When Duffy the senator suggested Jack Layton was at death's door during the 2011 election campaign, Mercer described the former broadcaster as "the most amoral partisan hack to ever draw a breath."

"It takes a certain kind of man to gleefully trade on a man’s battle with cancer, and Mike Duffy is that man. It is why Stephen Harper appointed him to the chamber of sober second thought," Mercer wrote in Maclean's.

Duffy is making all the headlines this week after saying he actually rents a second home in P.E.I.'s capital of Charlottetown during the winter so he can have easier access to medical care. Duffy has had heart surgery and also owns a cottage in Cavendish, P.E.I.

The P.E.I. senator is facing scrutiny because members of the upper chamber are required to live in the province they represent. Duffy's neighbours have said they haven't seen him around his Cavendish cottage.
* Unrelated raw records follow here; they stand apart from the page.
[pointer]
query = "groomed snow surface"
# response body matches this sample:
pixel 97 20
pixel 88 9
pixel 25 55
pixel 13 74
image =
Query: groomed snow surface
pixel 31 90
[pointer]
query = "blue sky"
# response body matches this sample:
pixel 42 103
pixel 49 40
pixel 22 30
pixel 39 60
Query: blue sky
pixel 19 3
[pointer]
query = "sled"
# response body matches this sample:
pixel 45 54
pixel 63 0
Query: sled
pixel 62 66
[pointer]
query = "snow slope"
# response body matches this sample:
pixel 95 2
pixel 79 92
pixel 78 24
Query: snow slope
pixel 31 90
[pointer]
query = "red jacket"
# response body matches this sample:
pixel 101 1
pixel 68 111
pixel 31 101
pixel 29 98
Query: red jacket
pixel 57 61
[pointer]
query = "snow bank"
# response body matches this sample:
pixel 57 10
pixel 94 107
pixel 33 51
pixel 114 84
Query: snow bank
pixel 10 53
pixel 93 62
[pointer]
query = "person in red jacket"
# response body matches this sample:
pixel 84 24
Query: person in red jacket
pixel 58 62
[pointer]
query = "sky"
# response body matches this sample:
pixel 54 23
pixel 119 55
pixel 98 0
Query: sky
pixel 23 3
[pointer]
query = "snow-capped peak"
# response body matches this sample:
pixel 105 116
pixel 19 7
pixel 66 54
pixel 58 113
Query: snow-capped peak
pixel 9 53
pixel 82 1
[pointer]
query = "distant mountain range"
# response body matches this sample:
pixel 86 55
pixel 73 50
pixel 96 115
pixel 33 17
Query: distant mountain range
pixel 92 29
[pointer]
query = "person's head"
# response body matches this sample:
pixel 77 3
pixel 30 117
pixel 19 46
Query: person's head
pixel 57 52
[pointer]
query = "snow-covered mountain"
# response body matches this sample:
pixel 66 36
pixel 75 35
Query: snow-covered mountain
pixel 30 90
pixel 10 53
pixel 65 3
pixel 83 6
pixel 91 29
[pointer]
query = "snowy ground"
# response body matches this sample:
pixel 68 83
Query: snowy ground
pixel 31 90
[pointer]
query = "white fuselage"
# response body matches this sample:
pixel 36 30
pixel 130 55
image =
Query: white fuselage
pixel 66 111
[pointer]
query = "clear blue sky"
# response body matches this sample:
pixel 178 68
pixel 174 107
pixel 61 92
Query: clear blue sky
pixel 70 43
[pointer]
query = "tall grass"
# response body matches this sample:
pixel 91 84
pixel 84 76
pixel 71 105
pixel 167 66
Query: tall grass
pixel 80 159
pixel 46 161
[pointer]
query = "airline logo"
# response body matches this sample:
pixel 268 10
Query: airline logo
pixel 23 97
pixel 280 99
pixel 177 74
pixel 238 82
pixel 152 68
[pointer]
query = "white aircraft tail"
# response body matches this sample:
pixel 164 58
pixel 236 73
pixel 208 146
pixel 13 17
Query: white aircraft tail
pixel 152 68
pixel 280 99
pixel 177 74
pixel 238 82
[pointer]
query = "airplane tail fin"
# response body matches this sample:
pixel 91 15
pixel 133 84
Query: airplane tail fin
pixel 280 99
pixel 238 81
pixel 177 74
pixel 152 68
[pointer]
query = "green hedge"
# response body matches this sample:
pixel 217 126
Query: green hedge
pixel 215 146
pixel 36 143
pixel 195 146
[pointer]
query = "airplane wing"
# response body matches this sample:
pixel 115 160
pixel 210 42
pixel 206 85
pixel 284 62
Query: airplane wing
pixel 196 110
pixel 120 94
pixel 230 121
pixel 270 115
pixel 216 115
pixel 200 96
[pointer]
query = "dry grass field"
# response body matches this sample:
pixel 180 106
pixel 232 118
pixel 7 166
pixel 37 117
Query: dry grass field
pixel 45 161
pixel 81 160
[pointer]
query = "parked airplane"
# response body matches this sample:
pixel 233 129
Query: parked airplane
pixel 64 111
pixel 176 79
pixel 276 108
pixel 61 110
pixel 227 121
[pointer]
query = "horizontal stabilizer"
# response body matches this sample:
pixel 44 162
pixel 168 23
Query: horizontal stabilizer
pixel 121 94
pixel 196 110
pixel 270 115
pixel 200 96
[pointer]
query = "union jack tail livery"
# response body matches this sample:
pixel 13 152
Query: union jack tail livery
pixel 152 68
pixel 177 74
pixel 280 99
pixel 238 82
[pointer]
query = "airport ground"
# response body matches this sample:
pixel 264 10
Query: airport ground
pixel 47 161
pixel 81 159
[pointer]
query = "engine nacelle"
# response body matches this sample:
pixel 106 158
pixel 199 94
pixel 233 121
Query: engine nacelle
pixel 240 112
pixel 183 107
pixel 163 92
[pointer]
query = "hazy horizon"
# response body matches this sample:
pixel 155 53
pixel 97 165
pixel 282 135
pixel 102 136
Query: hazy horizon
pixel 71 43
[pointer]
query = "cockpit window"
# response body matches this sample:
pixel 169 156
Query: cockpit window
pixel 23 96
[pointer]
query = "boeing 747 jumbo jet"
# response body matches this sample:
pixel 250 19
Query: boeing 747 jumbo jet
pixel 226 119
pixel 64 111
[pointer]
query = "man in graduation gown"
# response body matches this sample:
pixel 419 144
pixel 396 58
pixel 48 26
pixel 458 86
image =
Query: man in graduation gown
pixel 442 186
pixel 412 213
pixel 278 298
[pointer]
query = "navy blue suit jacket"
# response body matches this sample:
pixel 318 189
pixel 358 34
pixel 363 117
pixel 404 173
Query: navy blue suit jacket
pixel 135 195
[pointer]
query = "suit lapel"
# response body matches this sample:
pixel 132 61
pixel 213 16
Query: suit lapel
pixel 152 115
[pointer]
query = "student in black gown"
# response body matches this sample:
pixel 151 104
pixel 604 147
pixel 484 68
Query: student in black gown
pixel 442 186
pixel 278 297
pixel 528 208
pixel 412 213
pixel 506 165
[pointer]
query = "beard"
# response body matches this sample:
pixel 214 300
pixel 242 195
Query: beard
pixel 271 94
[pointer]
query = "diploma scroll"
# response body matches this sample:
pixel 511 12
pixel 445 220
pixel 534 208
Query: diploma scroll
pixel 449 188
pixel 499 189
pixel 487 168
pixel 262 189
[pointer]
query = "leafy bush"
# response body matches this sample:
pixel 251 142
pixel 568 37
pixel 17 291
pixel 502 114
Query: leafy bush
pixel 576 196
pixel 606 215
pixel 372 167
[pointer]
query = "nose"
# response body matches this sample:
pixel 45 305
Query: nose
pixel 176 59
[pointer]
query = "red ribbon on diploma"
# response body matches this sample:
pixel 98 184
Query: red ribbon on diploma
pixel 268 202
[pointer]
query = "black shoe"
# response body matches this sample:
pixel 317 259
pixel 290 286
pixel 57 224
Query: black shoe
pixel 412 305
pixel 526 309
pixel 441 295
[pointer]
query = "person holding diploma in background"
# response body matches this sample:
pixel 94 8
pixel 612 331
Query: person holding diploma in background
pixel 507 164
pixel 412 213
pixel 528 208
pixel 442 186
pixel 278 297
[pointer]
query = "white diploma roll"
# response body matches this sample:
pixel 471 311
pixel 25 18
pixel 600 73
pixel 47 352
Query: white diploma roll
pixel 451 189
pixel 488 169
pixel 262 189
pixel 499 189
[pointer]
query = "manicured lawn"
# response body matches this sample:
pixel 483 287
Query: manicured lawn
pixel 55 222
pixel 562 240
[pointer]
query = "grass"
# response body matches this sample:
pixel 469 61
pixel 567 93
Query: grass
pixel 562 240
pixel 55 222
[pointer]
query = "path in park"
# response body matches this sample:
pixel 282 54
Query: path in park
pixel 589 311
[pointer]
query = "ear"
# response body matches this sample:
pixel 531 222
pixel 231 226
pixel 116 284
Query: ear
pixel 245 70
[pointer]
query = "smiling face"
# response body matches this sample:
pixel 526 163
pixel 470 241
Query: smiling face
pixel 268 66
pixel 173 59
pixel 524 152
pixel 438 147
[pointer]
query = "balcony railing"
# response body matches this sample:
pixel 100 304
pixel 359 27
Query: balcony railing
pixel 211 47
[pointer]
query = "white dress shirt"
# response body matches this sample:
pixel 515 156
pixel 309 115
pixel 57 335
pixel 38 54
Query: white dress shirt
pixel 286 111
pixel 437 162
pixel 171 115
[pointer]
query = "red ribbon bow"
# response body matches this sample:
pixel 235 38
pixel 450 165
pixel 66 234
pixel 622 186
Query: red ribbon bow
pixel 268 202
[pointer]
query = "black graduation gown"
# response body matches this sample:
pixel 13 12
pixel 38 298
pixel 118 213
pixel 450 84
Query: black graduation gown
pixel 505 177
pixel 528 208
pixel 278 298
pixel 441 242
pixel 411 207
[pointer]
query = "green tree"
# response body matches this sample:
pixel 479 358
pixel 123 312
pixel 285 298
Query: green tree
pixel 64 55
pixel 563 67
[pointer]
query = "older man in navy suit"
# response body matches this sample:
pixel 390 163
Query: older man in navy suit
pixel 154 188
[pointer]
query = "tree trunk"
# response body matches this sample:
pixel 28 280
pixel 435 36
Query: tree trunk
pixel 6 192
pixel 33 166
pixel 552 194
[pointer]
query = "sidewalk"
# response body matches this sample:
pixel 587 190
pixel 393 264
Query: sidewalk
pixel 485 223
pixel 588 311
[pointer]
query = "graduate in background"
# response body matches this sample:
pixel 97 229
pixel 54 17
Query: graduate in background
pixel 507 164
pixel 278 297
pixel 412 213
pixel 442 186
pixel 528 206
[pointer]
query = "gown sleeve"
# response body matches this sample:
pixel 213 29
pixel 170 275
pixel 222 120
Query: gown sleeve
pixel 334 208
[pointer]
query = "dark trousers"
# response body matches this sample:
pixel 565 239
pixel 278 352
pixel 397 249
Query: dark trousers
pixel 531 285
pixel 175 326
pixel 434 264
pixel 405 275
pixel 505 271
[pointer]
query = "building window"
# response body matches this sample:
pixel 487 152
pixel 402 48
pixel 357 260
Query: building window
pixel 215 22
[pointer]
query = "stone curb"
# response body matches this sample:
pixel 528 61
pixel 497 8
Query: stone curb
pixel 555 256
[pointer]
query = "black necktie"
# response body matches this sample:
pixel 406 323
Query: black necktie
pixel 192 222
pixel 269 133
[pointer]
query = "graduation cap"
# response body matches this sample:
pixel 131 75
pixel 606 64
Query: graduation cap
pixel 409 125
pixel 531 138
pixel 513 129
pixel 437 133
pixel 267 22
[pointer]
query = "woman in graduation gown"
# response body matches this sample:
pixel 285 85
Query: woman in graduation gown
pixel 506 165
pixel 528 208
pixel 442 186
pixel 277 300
Meanwhile, Duffy collects cheques from the government for keeping a second home in Ottawa, even though the former political journalist has lived in the national capital for years.

While Duffy seems to be losing his public relations battle, fellow Senator Pamela Wallin seems to be turning things around. On Tuesday, the National Post's Kelly McParland argued Duffy could learn a few things from Wallin, whose neighbours and family in Saskatchewan are vigorously defending her.

Duffy's troubles, however, are dwarfed by those of Patrick Brazeau, who was booted from the Tory caucus and placed on leave of absence from the Senate after being charged with sexual assault and assault earlier this month.